The lowest level includes the operating system and the low-level communications
system. These parts of the system interact directly with the hardware and perform
basic operations such as memory management, input and output, and task switching.
NewtonScript applications have no direct access to system services at this level.
The middle level consists of system services that NewtonScript applications can
directly access and interact with to accomplish tasks. The system provides
hundreds of routines that applications can use to take advantage of these services.
At the highest level are components that applications can use to construct their user
interfaces. These reusable components neatly package commonly needed user
interface objects such as buttons, lists, tables, input fields, and so on. These
components incorporate NewtonScript code that makes use of the system services
in the middle level, and that an application can override to customize an object.
The Newton platform incorporates a sophisticated preemptive, multitasking
operating system. The operating system is a modular set of tasks performing
functions such as memory management, task management, scheduling, task to task
communications, input and output, power management, and other low-level
functions.
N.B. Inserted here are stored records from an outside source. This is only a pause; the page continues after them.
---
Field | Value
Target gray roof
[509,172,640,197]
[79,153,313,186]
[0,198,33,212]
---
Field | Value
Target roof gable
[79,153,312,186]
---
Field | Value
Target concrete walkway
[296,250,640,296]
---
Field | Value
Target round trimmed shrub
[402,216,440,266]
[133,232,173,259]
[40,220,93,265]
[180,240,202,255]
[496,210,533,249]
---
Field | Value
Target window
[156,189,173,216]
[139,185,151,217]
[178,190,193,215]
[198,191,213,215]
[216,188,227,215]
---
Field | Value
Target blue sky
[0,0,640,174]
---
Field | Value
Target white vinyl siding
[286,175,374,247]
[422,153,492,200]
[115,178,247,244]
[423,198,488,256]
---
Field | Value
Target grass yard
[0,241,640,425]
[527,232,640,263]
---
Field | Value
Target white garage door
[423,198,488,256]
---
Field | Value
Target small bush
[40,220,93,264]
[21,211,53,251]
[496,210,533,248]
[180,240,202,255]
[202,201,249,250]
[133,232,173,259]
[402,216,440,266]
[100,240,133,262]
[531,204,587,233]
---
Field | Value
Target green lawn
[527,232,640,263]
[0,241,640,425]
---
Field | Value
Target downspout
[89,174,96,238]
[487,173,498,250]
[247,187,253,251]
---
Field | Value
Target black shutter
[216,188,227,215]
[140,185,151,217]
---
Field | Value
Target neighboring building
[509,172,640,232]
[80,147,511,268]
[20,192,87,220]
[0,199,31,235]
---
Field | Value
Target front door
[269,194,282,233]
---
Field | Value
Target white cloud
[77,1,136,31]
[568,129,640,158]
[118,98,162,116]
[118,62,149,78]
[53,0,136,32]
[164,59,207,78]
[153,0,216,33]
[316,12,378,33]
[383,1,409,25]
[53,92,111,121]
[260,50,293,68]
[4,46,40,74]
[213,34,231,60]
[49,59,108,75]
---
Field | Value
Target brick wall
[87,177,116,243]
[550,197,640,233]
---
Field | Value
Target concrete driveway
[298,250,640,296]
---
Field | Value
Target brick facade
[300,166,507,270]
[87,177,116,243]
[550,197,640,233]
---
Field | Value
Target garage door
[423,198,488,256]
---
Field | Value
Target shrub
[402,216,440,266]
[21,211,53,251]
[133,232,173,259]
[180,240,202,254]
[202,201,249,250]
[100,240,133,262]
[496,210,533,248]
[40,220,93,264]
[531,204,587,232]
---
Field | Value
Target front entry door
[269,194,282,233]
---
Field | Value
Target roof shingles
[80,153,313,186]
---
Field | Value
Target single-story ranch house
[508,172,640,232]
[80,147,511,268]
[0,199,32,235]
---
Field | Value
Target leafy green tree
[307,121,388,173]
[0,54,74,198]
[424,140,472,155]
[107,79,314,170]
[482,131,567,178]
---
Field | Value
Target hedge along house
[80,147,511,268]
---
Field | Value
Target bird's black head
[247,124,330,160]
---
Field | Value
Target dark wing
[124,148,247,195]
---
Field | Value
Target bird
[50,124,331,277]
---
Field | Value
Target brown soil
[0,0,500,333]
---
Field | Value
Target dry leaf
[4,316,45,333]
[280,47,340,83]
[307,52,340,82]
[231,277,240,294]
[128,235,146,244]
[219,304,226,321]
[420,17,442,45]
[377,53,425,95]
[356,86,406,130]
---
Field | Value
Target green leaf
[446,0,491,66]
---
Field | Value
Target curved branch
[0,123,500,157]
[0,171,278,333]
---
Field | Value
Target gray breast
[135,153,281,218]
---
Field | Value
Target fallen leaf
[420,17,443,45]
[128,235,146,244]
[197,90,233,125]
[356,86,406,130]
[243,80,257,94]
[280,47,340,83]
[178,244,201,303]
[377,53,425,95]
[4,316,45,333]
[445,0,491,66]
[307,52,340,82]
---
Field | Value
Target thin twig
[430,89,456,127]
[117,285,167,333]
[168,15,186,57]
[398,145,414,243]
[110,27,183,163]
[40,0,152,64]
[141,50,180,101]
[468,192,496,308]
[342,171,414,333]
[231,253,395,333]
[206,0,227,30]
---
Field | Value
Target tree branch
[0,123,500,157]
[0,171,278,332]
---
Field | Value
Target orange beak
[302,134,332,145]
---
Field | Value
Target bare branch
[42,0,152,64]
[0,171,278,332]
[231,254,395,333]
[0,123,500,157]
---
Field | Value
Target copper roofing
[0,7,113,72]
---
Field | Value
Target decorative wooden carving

The operating system manages and interacts directly with the hardware.
A significant part of the operating system is concerned with low-level communication
functions. The communication subsystem runs as a separate task. It manages the
hardware communication resources available in the system. These include serial,
fax modem, AppleTalk networking, and infrared. The communication architecture
is extensible, and new communication protocols can be installed and removed at
run time, to support additional services and external devices that may be added.